After 10 weeks of stalemate, Italy’s League and M5S have finally agreed on a government programme and have informed the president they are ready to put forward a government programme and would nominate a prime minister on Monday, according to media reports.
Matteo Salvini, head of the nationalist League, had earlier said in a statement he and Five Star Movement (M5S) leader Luigi Di Maio were “writing history” and would call President Sergio Mattarella.
Press agency AGI reported Di Maio made a brief call to the president’s office to “announce that they are ready from tomorrow [Monday] to report on everything, including the name of the prime minister”.
If the head of state accepts the nomination, the position could be filled within days.
Following a second day of negotiations with Salvini in Milan, Di Maio said the prime ministerial candidate will be “a politician and not a technician”. According to Italian media reports, the nominee will be a “third party” belonging to neither the League or the M5S.
Salvini and Di Maio are scheduled to meet again in Rome on Monday before being received at the Quirinal, the presidential palace.
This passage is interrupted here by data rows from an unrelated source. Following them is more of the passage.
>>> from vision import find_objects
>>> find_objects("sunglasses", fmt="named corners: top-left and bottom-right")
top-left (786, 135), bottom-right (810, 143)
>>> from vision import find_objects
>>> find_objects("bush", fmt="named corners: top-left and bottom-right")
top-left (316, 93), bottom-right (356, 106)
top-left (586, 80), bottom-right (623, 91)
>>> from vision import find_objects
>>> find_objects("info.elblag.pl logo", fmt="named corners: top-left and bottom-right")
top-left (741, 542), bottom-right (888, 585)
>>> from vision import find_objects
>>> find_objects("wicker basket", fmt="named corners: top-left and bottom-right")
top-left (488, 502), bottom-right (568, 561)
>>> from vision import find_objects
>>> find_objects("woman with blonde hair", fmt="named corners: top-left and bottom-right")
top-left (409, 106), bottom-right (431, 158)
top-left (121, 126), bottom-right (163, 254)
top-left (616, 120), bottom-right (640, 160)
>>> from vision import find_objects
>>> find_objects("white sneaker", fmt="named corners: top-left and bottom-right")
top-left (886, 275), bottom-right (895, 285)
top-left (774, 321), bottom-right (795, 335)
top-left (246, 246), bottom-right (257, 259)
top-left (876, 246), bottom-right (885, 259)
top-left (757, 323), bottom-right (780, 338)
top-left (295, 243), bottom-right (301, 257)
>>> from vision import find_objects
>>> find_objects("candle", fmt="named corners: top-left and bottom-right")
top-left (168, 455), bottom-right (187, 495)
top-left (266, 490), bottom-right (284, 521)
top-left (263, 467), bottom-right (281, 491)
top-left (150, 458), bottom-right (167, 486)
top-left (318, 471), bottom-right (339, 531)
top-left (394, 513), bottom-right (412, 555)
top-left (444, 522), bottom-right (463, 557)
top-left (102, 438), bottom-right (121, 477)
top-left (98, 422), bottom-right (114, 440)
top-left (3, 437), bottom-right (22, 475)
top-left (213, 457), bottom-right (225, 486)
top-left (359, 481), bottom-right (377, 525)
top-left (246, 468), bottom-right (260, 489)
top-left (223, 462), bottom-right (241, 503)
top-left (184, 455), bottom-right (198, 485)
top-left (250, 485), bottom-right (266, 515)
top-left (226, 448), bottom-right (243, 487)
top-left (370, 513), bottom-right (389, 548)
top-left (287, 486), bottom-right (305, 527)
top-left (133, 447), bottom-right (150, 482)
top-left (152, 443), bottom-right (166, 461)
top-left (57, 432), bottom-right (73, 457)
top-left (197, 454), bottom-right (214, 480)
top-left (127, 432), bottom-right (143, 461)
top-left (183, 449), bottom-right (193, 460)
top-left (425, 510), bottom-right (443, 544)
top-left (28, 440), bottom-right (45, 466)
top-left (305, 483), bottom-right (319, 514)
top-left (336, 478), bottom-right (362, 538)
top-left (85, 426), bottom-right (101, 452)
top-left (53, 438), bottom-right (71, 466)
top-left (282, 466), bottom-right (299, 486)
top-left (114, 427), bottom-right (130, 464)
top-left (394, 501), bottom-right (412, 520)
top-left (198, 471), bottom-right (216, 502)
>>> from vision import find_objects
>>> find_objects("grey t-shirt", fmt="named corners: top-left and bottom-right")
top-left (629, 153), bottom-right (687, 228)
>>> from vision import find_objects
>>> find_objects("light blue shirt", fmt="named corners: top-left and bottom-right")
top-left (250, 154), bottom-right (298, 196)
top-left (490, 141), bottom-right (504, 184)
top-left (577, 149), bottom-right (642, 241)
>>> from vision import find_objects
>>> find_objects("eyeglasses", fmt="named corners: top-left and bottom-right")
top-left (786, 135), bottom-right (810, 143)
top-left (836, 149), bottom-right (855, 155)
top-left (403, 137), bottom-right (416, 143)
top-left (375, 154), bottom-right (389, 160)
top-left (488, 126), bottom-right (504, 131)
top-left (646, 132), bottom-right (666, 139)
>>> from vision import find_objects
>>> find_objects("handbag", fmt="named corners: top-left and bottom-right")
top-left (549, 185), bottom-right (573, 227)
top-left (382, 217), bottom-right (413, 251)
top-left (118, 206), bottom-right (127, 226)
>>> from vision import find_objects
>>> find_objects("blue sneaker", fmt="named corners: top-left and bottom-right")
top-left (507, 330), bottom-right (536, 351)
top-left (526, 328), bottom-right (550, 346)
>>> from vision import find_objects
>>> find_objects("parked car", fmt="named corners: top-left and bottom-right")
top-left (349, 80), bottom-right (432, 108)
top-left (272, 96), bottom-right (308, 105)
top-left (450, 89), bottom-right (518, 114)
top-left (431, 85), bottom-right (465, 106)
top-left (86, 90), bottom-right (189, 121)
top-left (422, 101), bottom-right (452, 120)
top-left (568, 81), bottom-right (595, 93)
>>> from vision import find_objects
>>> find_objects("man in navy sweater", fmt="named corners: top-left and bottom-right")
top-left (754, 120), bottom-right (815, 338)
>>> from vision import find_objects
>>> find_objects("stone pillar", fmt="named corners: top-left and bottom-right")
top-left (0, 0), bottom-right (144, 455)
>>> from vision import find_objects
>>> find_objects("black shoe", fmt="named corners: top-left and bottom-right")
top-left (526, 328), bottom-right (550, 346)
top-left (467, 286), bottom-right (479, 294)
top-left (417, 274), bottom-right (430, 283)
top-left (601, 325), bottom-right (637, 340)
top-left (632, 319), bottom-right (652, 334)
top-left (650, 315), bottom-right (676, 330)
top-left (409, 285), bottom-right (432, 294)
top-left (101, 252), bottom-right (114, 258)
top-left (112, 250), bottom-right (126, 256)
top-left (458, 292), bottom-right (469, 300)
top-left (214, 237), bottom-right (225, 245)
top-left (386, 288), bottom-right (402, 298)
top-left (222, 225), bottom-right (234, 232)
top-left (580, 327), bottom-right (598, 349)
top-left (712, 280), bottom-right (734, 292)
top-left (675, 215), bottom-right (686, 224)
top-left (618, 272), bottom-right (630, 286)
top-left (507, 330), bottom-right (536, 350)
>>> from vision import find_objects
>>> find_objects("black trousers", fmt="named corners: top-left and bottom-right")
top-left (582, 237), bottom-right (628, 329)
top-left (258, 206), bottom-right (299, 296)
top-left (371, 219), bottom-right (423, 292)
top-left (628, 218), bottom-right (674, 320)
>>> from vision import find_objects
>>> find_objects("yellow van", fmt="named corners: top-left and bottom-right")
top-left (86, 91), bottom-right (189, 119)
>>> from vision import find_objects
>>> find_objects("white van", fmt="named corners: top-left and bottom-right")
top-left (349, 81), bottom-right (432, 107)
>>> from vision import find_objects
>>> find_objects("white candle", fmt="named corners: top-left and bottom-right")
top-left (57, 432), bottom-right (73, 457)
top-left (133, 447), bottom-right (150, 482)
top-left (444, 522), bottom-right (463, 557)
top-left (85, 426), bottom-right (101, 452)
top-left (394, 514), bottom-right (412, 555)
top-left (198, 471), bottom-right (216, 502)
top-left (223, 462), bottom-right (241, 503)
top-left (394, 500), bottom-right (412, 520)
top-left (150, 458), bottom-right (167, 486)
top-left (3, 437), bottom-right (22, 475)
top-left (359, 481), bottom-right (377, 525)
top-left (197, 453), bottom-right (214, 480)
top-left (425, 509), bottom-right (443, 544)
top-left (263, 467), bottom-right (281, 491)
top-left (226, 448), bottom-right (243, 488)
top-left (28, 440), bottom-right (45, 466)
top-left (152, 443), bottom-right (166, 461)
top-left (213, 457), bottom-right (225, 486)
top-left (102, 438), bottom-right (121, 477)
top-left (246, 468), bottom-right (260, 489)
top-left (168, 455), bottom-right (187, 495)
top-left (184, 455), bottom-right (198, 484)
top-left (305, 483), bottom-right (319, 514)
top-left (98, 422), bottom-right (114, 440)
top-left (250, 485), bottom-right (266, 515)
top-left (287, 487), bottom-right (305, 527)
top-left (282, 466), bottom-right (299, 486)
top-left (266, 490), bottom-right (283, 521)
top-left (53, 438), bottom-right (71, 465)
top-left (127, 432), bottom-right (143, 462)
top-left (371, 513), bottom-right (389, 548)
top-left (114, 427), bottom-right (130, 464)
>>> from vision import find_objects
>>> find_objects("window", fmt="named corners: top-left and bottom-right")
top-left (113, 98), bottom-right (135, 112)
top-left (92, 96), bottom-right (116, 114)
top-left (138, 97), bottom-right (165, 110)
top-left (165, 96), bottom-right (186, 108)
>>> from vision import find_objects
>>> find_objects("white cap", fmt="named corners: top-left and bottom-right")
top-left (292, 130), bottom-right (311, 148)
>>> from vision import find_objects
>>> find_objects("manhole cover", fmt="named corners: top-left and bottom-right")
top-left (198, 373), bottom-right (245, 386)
President Mattarella has asked to meet Di Maio at 4.30 pm and Salvini at 6 pm, a statement said.
Around 70 days after the legislative elections that failed to produce a clear parliamentary majority, it would appear the League and the M5S have found some common ground to form the first anti-establishment government in Italy and western Europe.
According to reports, the parties have agreed on rolling back increases to the age of retirement, while the M5S is willing to follow the League’s hardline anti-immigration policies. Salvini and Di Maio are also willing to make compromises over their flagship policies – the League’s drastic drop in taxes and the M5S’s universal basic income – which look tricky to reconcile in the eurozone’s second most indebted country.
Both political parties have vowed to take tough positions with Brussels on issues like EU fiscal rules, amid widespread Italian discontent over the country’s economic malaise and a lack of European solidarity on dealing with migration.
The most sensitive issue is undoubtedly that of immigration, and according to the daily Il Corriere della Sera “the approach of the League is more muscular than that of M5S”.
For the composition of the government, the League and M5S must also agree on representation from the parties.
On its own Salvini’s League won 17 percent of the votes on March 4th, but it was part of a right-wing alliance including Silvio Berlusconi’s Forza Italia party that garnered 37 percent of the vote. M5S is by far Italy’s largest single party after conquering nearly 33 percent of the electorate.